By contrast with optical ones, radar images require before becoming accessible a period of time for processing. This may be longer or shorter according to the dimensions of the scene observed, sensor characteristics and processor performance. For a basis of comparison, in the mid-eighties a 100 x 100 km scene took up to nine hours' processing on a powerful computer. In the early nineties, for the same scene, a couple of hours were enough, while today it takes a quarter-hour. These improvements are due partly to more refined, optimized algorithms, but mainly to increased computer performance. Despite this astounding rise in computer capacity, the time to process an image is 60 times what the radar needs to record the scene. This means that by the time the image is available the satellite is at least 6000 km away from the area viewed. This limitation rules out use of SAR images for a whole range of applications that need real time or near real time.

The need to bridge the gap between the moment a scene is recorded and the moment its image is available has stimulated the search for innovative solutions, both algorithmically and in circuits. This is the context for the development of the single-bit processor. Creating it has meant both adopting non-standard processing and designing ad hoc hardware.

With the advantages described, the drawbacks should also be listed.

At the present time the components are cumbersome and need relatively high power; however, technological evolution promises to eliminate these drawbacks before too long. Additionally, producing them entails development costs that would not be incurred if commercial processors were used.

The single-bit processor supplies in real time the images taken by the SAR sensor, as well as, again in real time, the images in amplitude and phase format that are the starting point for generating the topographical products like the ground height maps. This latter processing is, however, done on conventional computers off line, i.e. not in real time. Data on the alignment of the antennas will also be supplied. For each piece of processing, data on image quality and processing parameters used will be supplied. As regards the interferometric products, image-coherence maps, interference fringes and unwrapped fringes will be supplied (DEM not georeferenced).

The interferometric products today take some 2 hours' processing for 50 x 50 km regions with spacing between one height point and the next at 25m. As an example of satellite survey capacity, two workers on the ground would take at least 5 years to do the same work (the basis for this estimate is 4 million measuring points, 1 minute's time for each individual measurement and a 24-hour working day, i.e. three shifts).

The precision data processing system and image archiving and distribution system (I-PAF)

Precision data processing

Radar images, by contrast with optical ones, are taken by recording a large number (some 2000 per second) of echoes reflected from the Earth's surface. The signals picked up are very similar to holographic data and accordingly require highly sophisticated, laborious processing. Once two radar images of the same area have been obtained, interferometric processing can be done. This consists of determining the time differences in echo return time for each pixel taken (radar signal phase differences). This operation is particularly delicate, since small errors introduced by the system can lead to unacceptable errors in the final product. With an eye to limiting possible errors, the mission incorporates various error correction strategies:

• The navigation system allows high-precision recording of position and velocity data for the platform and at the same time keeps a check on the dimensions of the interferometer, consisting of a 60-meter long arm with two antennas at its end.

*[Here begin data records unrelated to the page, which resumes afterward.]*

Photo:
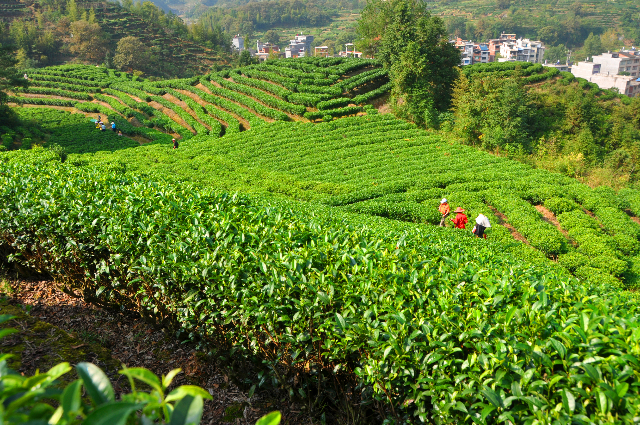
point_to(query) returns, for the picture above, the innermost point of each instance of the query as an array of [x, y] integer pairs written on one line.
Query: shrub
[[572, 261]]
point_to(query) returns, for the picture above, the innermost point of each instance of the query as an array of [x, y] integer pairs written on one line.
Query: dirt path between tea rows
[[89, 332]]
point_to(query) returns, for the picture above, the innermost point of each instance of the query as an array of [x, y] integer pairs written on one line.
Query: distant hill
[[174, 49]]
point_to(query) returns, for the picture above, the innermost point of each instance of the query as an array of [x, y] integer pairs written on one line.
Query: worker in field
[[444, 210], [482, 223], [460, 220]]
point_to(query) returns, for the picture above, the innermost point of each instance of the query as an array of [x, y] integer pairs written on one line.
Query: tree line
[[566, 124], [60, 29]]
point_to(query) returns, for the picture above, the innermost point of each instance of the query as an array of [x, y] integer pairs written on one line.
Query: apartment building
[[614, 63], [322, 51], [264, 50], [495, 43], [238, 42]]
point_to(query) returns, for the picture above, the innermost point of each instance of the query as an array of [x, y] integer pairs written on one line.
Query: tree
[[592, 46], [131, 54], [88, 41], [504, 4], [245, 58], [92, 16], [610, 41], [414, 47], [72, 10], [10, 77], [495, 113], [272, 37]]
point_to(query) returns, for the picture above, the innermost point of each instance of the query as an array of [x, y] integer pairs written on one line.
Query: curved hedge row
[[429, 326]]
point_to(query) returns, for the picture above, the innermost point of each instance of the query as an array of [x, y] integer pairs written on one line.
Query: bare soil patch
[[503, 221], [550, 217], [186, 108], [244, 123], [171, 114], [202, 103]]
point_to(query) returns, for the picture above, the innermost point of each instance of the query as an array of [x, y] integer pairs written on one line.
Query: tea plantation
[[312, 249]]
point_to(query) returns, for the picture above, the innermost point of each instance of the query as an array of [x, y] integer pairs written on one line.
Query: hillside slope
[[394, 321], [381, 166]]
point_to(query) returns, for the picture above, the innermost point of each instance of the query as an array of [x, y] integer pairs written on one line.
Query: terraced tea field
[[378, 165], [214, 104], [311, 249]]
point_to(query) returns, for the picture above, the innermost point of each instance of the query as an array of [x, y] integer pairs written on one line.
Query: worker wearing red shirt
[[460, 220]]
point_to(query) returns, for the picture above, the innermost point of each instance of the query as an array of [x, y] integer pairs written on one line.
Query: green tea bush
[[420, 324], [609, 265], [572, 261], [23, 397], [560, 205]]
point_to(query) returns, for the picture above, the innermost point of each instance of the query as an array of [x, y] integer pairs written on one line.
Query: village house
[[594, 73], [522, 50], [615, 63], [266, 50], [322, 51], [350, 51], [299, 47]]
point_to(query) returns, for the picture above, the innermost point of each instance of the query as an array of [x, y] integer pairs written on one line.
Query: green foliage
[[493, 112], [24, 396], [560, 205], [414, 47], [320, 291]]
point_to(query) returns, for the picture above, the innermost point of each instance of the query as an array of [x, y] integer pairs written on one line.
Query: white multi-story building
[[594, 73], [466, 50], [481, 53], [523, 50], [238, 42], [616, 62], [299, 47]]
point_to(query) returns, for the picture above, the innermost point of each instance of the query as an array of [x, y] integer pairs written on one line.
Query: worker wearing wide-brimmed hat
[[460, 220], [444, 210], [482, 222]]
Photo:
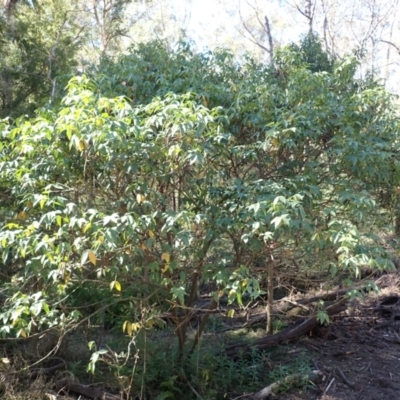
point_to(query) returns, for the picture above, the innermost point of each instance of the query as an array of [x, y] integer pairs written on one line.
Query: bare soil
[[359, 352]]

• The data are recorded in "strips" some 50 km wide, always including two edges of sea. This expedient allows the data processed to be "anchored" to a very exact reference, the sea.

• Since the recordings are made on ascending and descending orbits, the data strips overlap in so-called crossover zones. In these zones further checks and corrections can be done.

Today's data processing technology allows the system to be run on conventional systems. Processing is divided into:

• Transcription on to "computer-compatible" magnetic support of data coming from the mission, recorded on high-density tapes;

• Processing of the calibration signals for the onboard instruments and of the platform position and velocity information;

• Synthesis of the interferograms and subsequent geometrical processing to derive the height datum;

• In the final stage in the processing chain, the height data obtained from the interferograms are mosaicized to form the products for distribution.

The result of processing the data acquired can be differentiated into two categories: image products and interferometric products.

The image products cover all the products obtained from acquiring and processing the signals coming from one individual antenna. These images will have a format and quality comparable with the products derived from the two previous missions. It will accordingly be possible to analyze the data from the three missions in a broader context, and in some cases to secure further results from the scientific experiments conducted during the first two X-SAR missions.